Floods in Pakistan are nothing new but the government still acts like they are. This year, our most prolific and leaders are missing, but we are told that they are watching the carnage from aboard and are indeed very worried.

This penchant for travelling when things get tough at home is alarming. In 2010, when we faced large-scale damage from floods for the first time, President Zardari was in Paris. With nothing learnt in the past five years, the current government is showing the same lapse in responsibility and relief efforts. Nawaz Sharif is in the eye of storm since his Ufa meeting with Narendra Modi and now his extended Eid vacation in Saudi Arabia has brought him severe criticism and rightly so. Shahbaz Sharif has also extended his stay in London, without giving any solid reason.

The people we do see on the ground are the corp commanders and soldiers, who are trying their best to manage the disaster. The Chief of Army Staff, General Raheel Sharif has been very visible in national media for his activities, like spending time with the families of martyrs of Army Public School in Peshawar, visiting flooded areas and joining the internally displaced persons (IDPs) in their Eid festivities. They have yet again taken over a job that successive governments have failed to complete, or even start. In times of trouble it has been the army that has served the people.

The same goes for religious charities that are now banned from collecting zakat and fitrana. This plan to cut terrorist funding will not work if the government allows such organisations to fill the vacuum it has itself created by its lack of attention to poverty and disaster. The people do not trust government institutions to give them their money. Jamat-ud Dawa’s welfare wing, Falah-e-Insaniyat Foundation, has been distributing food and other basic necessities. It is highly organised, making sure help reaches the victims in a timely manner. People willingly give them zakat, despite their extremist tendencies.
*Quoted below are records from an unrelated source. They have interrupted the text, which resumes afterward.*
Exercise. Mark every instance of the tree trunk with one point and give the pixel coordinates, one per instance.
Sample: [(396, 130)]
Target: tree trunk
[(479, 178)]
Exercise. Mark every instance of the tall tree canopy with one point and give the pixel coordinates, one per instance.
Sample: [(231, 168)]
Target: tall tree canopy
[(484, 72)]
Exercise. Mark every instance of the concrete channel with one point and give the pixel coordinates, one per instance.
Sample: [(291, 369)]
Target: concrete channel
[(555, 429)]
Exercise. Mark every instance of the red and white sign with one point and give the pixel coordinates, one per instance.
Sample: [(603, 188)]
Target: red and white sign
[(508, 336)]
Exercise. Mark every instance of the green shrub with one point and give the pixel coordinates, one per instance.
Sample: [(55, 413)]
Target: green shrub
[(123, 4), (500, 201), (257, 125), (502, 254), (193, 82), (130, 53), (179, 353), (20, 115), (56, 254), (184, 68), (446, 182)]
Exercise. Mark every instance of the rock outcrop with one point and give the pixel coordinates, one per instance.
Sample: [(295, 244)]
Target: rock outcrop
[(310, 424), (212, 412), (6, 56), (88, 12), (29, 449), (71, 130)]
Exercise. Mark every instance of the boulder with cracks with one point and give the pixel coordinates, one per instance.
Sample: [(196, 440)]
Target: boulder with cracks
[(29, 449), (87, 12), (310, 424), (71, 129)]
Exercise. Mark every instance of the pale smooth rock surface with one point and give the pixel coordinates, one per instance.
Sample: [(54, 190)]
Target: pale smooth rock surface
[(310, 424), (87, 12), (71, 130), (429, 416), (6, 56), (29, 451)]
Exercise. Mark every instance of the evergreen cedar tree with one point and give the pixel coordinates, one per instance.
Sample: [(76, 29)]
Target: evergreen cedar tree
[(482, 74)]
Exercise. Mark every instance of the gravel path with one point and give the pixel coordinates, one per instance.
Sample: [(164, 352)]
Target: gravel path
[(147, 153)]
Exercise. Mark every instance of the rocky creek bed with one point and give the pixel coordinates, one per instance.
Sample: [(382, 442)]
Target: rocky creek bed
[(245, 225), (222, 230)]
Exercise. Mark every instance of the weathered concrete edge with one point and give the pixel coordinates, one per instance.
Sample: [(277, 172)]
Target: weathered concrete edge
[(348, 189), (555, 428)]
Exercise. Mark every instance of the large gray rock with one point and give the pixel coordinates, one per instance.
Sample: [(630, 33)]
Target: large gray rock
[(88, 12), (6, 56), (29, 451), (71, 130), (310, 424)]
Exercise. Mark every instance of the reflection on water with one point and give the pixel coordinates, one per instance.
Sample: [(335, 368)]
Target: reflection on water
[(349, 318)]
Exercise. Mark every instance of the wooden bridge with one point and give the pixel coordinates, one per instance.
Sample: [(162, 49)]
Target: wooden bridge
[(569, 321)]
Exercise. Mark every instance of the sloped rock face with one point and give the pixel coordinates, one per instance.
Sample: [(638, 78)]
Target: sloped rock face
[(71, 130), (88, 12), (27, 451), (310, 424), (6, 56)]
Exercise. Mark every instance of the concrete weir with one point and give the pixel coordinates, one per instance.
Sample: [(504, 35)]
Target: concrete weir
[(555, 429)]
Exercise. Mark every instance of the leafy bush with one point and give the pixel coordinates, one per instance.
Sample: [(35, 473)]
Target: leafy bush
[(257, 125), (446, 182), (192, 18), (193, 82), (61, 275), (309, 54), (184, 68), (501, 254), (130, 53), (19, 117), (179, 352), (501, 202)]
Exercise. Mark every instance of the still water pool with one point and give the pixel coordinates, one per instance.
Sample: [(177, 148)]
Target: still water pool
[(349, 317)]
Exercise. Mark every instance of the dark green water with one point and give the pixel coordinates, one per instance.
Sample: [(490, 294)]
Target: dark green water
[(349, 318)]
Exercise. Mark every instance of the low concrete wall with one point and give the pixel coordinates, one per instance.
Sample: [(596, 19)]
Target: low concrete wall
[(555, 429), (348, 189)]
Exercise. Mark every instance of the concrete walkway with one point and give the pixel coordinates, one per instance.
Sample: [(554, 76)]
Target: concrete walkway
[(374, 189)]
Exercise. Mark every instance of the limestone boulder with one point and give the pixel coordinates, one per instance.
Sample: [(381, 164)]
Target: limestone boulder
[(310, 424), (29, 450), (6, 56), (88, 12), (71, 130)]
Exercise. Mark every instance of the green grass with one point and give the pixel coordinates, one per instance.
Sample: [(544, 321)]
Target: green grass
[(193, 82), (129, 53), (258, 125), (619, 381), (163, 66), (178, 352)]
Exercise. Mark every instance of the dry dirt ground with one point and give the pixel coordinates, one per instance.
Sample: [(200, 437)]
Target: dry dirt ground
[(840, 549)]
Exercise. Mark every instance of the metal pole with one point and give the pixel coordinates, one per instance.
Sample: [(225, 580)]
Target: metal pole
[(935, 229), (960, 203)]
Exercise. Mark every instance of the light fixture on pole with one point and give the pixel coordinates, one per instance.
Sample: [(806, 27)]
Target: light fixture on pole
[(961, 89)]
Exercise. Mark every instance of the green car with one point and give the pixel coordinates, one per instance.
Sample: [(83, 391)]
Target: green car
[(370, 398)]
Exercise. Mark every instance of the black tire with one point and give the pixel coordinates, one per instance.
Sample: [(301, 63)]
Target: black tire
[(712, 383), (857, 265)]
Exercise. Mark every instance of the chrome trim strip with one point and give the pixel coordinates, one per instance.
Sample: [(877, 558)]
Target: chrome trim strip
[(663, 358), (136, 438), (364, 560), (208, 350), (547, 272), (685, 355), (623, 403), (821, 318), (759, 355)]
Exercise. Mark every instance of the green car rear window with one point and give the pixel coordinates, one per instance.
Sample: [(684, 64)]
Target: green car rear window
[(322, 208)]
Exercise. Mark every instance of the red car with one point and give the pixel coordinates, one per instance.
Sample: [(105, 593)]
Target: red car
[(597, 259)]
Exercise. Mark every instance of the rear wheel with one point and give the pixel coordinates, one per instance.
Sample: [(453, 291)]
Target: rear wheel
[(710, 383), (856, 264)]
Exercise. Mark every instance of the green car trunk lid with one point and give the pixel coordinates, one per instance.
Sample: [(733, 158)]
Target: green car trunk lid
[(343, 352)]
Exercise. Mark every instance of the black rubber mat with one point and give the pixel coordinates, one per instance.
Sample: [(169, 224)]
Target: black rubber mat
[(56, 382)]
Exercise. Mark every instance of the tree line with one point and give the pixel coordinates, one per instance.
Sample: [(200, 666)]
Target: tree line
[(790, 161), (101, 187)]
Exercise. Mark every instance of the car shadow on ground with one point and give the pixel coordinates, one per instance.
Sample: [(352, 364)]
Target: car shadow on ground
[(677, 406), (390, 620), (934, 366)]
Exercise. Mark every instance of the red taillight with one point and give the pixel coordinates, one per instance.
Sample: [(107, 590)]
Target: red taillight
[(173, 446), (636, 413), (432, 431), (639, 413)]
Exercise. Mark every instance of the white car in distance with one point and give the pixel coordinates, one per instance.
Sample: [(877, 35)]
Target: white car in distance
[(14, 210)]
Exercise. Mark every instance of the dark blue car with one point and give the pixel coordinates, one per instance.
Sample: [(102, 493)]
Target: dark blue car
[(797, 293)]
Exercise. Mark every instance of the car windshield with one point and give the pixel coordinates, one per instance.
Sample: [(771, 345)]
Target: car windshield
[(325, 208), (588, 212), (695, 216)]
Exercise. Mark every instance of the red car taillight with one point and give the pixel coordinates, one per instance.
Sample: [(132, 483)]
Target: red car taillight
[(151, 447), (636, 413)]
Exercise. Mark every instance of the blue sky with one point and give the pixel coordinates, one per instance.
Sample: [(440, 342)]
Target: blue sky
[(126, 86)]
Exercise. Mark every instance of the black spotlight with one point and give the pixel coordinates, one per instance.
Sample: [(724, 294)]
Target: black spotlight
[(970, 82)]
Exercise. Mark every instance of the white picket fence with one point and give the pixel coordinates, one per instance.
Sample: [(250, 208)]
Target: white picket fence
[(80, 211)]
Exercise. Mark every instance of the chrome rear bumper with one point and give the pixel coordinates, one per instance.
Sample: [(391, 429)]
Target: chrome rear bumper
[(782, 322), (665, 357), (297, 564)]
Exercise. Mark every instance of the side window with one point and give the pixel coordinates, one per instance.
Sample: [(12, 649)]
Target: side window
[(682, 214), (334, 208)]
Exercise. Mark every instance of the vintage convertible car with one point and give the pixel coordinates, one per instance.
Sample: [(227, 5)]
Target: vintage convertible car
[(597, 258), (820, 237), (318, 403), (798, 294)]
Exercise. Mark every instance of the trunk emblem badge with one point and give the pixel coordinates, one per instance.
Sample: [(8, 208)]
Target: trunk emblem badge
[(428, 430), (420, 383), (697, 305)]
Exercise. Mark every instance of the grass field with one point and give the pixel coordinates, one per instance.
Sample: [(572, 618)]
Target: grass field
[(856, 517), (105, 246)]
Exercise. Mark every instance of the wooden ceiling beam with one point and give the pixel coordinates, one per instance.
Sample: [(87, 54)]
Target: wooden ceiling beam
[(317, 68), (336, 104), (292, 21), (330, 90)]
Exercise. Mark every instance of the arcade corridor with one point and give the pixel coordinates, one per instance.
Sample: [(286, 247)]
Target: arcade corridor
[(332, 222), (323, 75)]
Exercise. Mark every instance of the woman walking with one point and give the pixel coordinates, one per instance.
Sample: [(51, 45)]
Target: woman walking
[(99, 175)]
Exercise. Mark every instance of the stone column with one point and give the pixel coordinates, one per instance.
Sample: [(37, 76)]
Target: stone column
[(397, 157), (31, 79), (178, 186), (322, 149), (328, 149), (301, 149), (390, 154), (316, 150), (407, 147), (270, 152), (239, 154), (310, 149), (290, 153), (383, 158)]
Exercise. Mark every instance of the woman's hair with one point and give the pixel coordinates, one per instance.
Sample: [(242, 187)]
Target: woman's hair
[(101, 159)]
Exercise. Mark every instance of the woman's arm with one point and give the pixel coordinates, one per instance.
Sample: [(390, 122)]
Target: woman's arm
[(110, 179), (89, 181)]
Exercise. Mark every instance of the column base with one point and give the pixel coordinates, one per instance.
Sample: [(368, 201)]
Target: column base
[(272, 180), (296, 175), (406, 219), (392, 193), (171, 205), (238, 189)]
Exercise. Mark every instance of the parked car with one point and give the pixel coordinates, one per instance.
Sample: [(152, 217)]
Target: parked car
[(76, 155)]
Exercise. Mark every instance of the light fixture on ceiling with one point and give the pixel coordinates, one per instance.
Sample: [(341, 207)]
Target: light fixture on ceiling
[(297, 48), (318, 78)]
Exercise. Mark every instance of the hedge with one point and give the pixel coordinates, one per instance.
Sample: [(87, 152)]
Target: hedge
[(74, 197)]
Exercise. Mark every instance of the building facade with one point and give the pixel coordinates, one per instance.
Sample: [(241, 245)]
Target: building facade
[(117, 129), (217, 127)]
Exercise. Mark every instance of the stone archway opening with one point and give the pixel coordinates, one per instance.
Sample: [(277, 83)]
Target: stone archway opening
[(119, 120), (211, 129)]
Just the fact that the elected leader is standing with his people in times of crises does wonders for morale and trust. It is all very well to criticise the army for crossing lines and becoming political, but they are always there to help, no matter what the crises is - and that is how the masses see them. With no planning, no warnings and the Prime Minister and Chief Minister nowhere to be seen, it is disaster as usual for the civilian government.